REPUBLIKA.CO.ID, JAKARTA -- Harga komoditas pertanian di tingkat global meroket 50 persen sejak pertengahan tahun 2020. Hal ini menurut ekonom dari Rabobank.
Dalam laporan baru tersebut, kenaikan harga gandum, jagung, kedelai, gula, dan berbagai komoditas lainnya disebabkan kondisi La Niña di belahan utara dunia. Selain itu, kenaikan harga pangan juga dipicu mata uang Amerika Serikat yang melemah, spekulan pasar, dan meningkatnya permintaan dari negara-negara pengimpor.
Temuan ini diperkuat oleh Indeks Harga Pangan Organisasi Pangan dan Pertanian Dunia (FAO) yang melacak perubahan harga bulanan untuk sejumlah bahan pangan pokok. FAO mengungkapkan, harga sereal, minyak nabati, gula, susu, dan daging pada Januari 2021 telah naik ke level tertinggi sejak 2015.
Analis komoditas senior Rabobank, Charles Clack mengatakan harga masih akan naik sampai level yang tertinggi untuk beberapa waktu mendatang.
"Kami perkirakan dolar Amerika Serikat tidak akan menguat dalam waktu dekat (dan) La Niña akan terus menyebabkan kondisi yang lebih kering di belahan bumi utara, sementara permintaan global akan tetap kuat," katanya.
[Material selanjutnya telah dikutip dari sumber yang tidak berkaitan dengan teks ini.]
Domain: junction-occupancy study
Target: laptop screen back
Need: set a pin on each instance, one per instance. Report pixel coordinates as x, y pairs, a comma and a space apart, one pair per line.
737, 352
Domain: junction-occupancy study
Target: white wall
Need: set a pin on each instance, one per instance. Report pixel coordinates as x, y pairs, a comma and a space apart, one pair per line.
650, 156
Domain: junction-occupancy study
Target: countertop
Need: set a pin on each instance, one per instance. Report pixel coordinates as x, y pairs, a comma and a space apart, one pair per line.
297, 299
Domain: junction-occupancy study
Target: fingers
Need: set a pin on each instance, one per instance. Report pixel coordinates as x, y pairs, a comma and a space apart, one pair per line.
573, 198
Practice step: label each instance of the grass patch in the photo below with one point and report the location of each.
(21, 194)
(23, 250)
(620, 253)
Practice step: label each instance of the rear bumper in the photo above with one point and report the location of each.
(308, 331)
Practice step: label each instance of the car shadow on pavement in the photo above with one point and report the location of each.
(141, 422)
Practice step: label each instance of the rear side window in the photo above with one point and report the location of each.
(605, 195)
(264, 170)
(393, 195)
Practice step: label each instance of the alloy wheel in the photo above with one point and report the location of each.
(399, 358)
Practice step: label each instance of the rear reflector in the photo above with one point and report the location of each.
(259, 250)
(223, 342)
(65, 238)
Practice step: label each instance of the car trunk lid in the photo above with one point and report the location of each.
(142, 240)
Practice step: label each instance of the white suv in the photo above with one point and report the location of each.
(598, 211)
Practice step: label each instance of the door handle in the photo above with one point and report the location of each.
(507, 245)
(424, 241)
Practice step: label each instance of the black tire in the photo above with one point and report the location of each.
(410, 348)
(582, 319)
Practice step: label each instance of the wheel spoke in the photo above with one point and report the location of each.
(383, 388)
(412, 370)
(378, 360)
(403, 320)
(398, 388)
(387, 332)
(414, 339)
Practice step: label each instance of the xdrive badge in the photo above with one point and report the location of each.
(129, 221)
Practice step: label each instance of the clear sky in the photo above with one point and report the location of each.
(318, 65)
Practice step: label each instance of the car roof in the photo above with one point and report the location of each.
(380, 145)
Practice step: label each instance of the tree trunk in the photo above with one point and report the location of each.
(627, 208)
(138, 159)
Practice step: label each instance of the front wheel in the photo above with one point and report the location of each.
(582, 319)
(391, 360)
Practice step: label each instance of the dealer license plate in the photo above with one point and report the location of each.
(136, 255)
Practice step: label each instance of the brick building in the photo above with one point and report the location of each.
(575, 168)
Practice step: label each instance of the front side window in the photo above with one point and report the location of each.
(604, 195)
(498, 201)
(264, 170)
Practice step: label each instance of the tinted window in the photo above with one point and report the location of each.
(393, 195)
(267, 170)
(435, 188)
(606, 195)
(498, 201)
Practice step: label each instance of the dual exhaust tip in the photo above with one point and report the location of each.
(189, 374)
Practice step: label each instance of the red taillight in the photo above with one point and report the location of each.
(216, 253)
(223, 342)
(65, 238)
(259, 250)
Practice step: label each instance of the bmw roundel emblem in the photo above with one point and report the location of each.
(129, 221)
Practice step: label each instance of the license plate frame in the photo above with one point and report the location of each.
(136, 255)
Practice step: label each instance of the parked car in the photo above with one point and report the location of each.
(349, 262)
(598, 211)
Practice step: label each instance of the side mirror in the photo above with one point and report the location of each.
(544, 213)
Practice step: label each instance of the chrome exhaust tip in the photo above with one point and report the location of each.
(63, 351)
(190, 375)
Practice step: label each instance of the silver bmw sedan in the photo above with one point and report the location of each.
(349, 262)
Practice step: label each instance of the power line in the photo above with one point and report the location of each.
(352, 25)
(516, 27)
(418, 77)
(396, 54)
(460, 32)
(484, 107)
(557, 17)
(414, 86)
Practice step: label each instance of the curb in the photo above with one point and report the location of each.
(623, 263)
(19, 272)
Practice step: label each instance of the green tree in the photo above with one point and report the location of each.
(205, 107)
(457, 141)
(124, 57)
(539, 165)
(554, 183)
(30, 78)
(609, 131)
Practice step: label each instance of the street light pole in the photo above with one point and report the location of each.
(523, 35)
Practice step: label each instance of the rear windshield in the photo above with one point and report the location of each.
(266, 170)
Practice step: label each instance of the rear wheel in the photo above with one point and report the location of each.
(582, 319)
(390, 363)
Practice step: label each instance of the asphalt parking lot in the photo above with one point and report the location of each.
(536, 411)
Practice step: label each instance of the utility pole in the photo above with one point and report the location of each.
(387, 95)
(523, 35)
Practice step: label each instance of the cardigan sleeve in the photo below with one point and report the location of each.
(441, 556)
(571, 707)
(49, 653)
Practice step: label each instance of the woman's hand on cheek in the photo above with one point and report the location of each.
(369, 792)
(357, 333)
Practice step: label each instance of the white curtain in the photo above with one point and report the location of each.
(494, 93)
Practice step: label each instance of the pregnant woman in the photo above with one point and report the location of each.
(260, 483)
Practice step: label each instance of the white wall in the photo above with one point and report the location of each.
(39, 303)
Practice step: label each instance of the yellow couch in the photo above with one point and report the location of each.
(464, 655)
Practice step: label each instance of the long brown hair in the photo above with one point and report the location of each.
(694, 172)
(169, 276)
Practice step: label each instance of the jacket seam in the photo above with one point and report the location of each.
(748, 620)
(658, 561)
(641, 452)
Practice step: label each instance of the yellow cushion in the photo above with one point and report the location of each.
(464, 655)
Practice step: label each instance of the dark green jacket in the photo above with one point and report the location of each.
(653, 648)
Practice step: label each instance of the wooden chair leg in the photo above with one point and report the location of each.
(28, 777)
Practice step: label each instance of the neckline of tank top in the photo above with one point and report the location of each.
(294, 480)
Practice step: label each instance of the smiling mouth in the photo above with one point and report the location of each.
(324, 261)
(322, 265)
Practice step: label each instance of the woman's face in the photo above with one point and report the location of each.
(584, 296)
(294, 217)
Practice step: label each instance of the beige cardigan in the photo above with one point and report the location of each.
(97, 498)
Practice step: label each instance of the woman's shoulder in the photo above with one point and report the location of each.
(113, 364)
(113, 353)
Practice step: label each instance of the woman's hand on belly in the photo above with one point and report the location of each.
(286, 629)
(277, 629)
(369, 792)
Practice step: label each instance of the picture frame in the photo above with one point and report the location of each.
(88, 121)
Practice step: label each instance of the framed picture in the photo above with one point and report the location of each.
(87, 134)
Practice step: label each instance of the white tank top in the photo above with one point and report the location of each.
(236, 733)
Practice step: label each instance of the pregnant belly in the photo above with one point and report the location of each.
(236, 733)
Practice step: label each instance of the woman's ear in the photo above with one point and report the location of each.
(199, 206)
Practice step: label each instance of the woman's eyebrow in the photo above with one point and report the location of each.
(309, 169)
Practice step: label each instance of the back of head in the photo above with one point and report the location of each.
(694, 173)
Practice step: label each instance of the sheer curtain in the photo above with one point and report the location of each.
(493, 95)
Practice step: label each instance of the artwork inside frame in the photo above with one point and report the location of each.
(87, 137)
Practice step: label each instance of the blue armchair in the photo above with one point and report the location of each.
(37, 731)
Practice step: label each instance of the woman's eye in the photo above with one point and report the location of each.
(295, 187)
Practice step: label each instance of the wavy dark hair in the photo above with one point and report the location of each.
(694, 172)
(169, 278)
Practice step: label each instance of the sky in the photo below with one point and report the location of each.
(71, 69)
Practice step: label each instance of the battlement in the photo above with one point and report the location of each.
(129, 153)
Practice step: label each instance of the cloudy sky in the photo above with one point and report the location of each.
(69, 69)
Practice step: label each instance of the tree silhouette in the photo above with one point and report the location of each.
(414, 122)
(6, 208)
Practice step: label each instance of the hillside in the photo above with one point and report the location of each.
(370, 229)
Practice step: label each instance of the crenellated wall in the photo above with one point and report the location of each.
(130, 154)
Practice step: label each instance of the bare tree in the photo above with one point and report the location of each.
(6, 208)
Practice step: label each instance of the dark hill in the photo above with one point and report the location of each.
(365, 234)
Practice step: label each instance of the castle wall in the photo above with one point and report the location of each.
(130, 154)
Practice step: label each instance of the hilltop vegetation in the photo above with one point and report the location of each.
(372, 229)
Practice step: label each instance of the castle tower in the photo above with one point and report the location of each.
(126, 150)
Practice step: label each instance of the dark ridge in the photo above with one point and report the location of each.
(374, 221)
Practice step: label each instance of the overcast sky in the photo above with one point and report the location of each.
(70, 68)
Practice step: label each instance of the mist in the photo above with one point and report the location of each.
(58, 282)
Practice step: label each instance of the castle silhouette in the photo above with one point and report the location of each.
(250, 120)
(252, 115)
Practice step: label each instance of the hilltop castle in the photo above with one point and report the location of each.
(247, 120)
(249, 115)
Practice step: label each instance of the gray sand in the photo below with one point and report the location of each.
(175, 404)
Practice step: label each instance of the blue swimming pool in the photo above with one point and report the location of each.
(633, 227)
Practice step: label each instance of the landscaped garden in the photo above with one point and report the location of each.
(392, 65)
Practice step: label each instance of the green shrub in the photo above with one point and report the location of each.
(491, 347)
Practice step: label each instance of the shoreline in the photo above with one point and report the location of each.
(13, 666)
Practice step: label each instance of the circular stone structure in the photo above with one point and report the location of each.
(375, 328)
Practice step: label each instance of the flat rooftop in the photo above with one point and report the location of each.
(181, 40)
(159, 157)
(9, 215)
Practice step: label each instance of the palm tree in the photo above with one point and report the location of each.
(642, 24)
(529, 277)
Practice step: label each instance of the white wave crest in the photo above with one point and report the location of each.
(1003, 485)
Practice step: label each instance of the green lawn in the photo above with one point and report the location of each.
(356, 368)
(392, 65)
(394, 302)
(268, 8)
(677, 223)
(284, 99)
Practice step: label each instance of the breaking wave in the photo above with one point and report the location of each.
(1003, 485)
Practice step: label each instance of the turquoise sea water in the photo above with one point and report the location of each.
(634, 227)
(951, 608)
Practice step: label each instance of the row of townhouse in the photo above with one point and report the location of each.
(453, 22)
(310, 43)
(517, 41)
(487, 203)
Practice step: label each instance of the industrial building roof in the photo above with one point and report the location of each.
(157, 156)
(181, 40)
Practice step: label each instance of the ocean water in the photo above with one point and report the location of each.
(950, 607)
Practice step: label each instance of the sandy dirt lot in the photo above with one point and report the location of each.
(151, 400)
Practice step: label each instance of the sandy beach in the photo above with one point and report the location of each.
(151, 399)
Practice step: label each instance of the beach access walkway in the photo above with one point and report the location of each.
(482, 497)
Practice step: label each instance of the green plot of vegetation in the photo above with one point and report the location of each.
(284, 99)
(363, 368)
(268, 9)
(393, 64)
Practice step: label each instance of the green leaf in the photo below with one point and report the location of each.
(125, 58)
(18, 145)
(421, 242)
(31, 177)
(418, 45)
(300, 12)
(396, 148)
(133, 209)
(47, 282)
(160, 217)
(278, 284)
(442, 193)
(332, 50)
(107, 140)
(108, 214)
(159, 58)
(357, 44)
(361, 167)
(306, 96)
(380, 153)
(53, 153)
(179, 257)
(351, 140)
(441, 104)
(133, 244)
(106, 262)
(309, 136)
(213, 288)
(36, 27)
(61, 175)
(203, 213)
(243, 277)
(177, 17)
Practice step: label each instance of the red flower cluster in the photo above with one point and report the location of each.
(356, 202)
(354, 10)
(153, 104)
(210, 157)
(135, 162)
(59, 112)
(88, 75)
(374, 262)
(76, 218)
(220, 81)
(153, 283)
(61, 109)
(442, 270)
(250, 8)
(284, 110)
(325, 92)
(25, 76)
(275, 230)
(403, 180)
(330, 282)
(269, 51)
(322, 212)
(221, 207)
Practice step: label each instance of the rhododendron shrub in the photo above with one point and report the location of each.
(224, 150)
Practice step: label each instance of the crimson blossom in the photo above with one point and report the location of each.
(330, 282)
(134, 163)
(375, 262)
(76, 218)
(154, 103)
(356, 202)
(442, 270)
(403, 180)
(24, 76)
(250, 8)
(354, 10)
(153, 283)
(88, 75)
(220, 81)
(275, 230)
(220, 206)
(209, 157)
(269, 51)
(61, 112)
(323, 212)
Musim panas lalu, petani gandum Australia menuai hasil panen besar-besaran dan akan mengeruk keuntungan dari hasil panen yang melimpah untuk dijual ketika harga sedang tinggi.
"Kondisi ini sangat positif bagi petani dan masyarakat pedesaan," kata Charles.
Analisis oleh lembaga prakiraan komoditas milik pemerintah Australia, ABARES, menemukan harga pangan lokal naik tipis pada tahun 2020, terutama dipicu kenaikan harga daging.
ABARES memperingatkan kemungkinan ada kenaikan harga di tingkat petani untuk buah dan sayuran, karena produksi yang lebih rendah tahun ini.